The Iranians have again demonstrated they deserve the status of “rogue state.” They earned that status by sponsoring terrorist organizations, especially Hezbollah and Hamas, and by implementing a project to develop nuclear weapons so they could fulfil President Mahmoud Ahmadinejad’s dream of wiping Israel off the map.
On Tuesday, Iranian protesters shouting “Death to England” stormed the British Embassy in a protest against the U.K.’s new economic sanctions against Iran’s nuclear energy program.
After defying Iranian security forces to illegally enter the British compound and a diplomatic residence in Tehran, an angry mob tore down the British flag, smashed windows and defaced walls. They also set a vehicle on fire and detained briefly six members the embassy’s staff.
Iran has a clear duty under international law to protect foreign diplomats and their offices on its soil. According to a New York Times report, British Foreign Secretary William Hague said it was “fanciful” to imagine that these attacks could have taken place without “some degree of regime consent” from the Iranian authorities.
I agree.
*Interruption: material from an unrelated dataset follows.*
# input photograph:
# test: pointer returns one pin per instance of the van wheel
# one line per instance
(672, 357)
There’s little doubt in my mind that this latest outrage was state-sponsored—Ahmadinejad is an odious little man.
Within hours of the incident, Britain closed its vandalized embassy, deepening Iran’s international isolation. Britain has also withdrawn its diplomats and ordered the Iranians to do the same at their London mission.
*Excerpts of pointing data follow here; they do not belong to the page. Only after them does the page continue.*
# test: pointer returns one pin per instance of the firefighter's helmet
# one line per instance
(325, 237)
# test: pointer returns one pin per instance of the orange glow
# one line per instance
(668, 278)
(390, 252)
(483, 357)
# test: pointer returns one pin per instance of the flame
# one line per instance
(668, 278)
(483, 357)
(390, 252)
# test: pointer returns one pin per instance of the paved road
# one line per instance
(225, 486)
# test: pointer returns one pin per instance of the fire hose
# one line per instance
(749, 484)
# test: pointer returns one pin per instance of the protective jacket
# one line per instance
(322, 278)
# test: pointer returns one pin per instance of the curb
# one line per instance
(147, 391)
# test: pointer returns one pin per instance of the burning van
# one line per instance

Iran still has friends of a sort, though. China, Russia and Syria—possibly some other Arab and former Soviet “–stan” republics—in the East and certain South/Central American nations such as Venezuela, Bolivia, Ecuador and Nicaragua, perhaps Brazil, seem still capable of finding common ground.
One can’t help noticing the poor human rights records of most, if not all, these nations—truly, birds of a feather flocking together.